Die Spekulanten, die den Firmen das Preisrisiko abnehmen, sollten dagegen dafür belohnt werden. Da die Firmen durchaus bereit sind, für die bessere Planbarkeit der Erträge auch einen niedrigeren Preis in Kauf zu nehmen, werden die Spekulanten durch einen günstigeren Einstiegskurs entlohnt.
Lagerbestände und "convenience yield"
Die physische Knappheit kann auch als Erklärung für die Backwardation der Terminkurve herangezogen werden. In diesem Fall ist der Verbraucher bereit für den physisch verfügbaren Rohstoff entsprechend mehr zu bezahlen.

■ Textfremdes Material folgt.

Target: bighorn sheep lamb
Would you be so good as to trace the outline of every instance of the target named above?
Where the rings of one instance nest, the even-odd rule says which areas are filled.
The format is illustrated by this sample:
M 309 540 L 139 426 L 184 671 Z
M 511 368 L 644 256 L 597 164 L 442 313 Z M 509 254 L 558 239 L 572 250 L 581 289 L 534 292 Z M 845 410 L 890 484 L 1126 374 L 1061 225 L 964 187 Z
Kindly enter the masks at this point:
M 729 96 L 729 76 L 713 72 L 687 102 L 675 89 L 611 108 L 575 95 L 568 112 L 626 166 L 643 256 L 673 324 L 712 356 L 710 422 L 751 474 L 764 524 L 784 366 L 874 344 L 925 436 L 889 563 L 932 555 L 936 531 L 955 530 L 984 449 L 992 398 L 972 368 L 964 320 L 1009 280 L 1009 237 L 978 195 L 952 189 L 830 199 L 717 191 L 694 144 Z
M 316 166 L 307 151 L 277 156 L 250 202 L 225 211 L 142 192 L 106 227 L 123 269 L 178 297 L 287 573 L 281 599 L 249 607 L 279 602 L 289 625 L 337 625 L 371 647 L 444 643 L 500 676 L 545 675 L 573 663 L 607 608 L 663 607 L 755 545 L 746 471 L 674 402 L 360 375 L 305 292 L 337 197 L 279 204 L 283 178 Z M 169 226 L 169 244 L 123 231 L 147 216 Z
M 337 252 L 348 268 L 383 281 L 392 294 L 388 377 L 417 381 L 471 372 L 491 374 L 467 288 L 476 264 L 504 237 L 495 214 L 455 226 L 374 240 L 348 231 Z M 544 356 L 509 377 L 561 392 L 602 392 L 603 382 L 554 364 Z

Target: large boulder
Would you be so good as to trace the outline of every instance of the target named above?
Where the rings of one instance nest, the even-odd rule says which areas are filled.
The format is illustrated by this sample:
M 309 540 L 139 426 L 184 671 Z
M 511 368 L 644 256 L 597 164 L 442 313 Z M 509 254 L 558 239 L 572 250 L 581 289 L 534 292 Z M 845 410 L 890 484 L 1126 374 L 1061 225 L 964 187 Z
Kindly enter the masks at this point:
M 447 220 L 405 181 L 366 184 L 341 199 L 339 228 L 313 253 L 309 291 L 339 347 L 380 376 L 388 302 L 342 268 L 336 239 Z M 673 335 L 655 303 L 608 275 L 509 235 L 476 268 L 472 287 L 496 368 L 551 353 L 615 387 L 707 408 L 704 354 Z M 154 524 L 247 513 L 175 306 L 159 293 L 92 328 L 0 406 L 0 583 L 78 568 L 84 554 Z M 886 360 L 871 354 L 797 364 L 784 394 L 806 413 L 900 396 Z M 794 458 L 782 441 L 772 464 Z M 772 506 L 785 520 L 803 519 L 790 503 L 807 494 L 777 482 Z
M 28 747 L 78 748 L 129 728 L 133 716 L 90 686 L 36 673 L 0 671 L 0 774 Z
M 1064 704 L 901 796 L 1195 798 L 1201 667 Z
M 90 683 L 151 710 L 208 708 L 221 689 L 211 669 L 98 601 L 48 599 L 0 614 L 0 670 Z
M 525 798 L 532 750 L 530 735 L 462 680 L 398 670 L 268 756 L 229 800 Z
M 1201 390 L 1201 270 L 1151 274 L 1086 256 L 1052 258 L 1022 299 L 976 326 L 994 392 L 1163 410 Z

Auch erwartet man in den Zeiten von Lieferengpässen, dass sich die Situation künftig bessert und der Preis entsprechend fällt. Wir haben die These untersucht, dass im Vergleich zu Vorjahren außerordentlich hohe (niedrige) Lagerbestände mit der Form der Terminkurve korrelieren. In der Tat ist bei den untersuchten Rohstoffen (Kupfer, Öl) der Zusammenhang zwischen den relativ niedrigen Lagerbeständen und der Backwardation signifikant. Backwardation definieren wir dabei als negative Differenz zwischen den Preisen für die 1-Monats-Futures und 3-Monats-Futures. Die Korrelation zwischen den Abweichungen der US-Lagerbestände für Rohöl vom gleitenden Jahresdurchschnitt und der Backwardation (gemessen als prozentualer Abstand zwischen dem 3-Monats-Future und 1-Monats-Future) beträgt 0,55.
Auch bei Kupfer ist der Zusammenhang zwischen den niedrigen Lagerbeständen und der Backwardation der Terminkurve signifikant. Somit ist die Backwardation oftmals ein Ausdruck der aktuellen physischen Knappheit. Contango auf der anderen Seite wird demnach durch einen starken Lageraufbau begünstigt. Dieses Phänomen kann man sehr deutlich am Ölmarkt erkennen, wo die Lagerbestände in den letzten Jahren massiv aufgebaut wurden und sich die Terminkurve seit mittlerweile zwei Jahren hauptsächlich im Contango befindet.
Außerdem dürfen nach derzeitiger Gesetzeslage in vielen Ländern Firmen aus einigen strategisch wichtigen Branchen keine nennenswerten Termingeschäfte eingehen, um große spekulationsbedingte Pleiten, analog zur Metallgesellschaft oder Orange County, und die damit verbundenen exogenen System-Schocks zu vermeiden. Diese Präferenz einiger Unternehmen für den Kassamarkt führt oftmals zu einem Aufschlag gegenüber den Terminpreisen.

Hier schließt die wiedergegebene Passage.